Is there a more efficient way to calculate probability for large numbers of dice with many sides? If so, can it account for more complex selection of "success" conditions like dropping some dice?
I'm convinced it's possible due to the existence of this beautiful website: https://anydice.com/program/969
EDIT:
The solution that worked best for me was David Eisenstat's answer, which I ported to go: https://play.golang.org/p/cpD51opQf5h
Here's some code that handles dropping low and high rolls. Sorry for switching to Python, but I needed easy bignums and a memoization library to keep my sanity. I think the complexity is something like O(count^3 sides^2 drop_highest).
The way this code works is to divide the space of possibilities for rolling count dice each with sides sides by how many dice are showing the maximum number (count_showing_max). There are binomial(count, count_showing_max) ways to achieve such a roll on uniquely labeled dice, hence the multiplier. Given count_showing_max, we can figure out how many maxed dice get dropped for being high and how many get dropped for being low (it happens) and add this sum to the outcomes for the remaining dice.
#!/usr/bin/env python3
import collections
import functools
import math
@functools.lru_cache(maxsize=None)
def binomial(n, k):
return math.factorial(n) // (math.factorial(k) * math.factorial(n - k))
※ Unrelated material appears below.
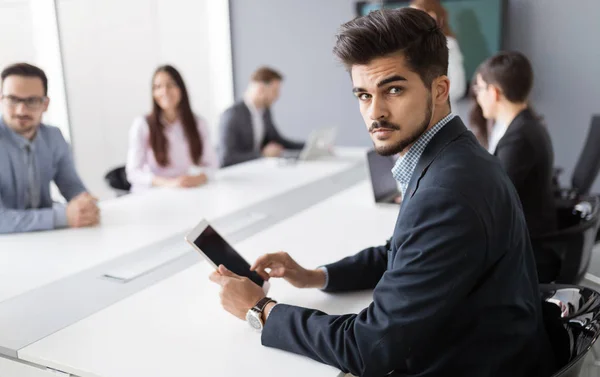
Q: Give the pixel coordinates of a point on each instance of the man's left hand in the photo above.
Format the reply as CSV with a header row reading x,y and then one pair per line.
x,y
238,294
@functools.lru_cache(maxsize=None)
def outcomes(count, sides, drop_highest, drop_lowest):
d = collections.Counter()
if count == 0:
d[0] = 1
elif sides == 0:
pass
else:
for count_showing_max in range(count + 1): # 0..count
d1 = outcomes(count - count_showing_max, sides - 1,
max(drop_highest - count_showing_max, 0),
drop_lowest)
count_showing_max_not_dropped = max(
min(count_showing_max - drop_highest,
count - drop_highest - drop_lowest), 0)
sum_showing_max = count_showing_max_not_dropped * sides
multiplier = binomial(count, count_showing_max)
for k, v in d1.items():
d[sum_showing_max + k] += multiplier * v
return d
def main(*args):
d = outcomes(*args)
denominator = sum(d.values()) / 100
for k, v in sorted(d.items()):
print(k, v / denominator)
if __name__ == '__main__':
main(5, 6, 2, 2)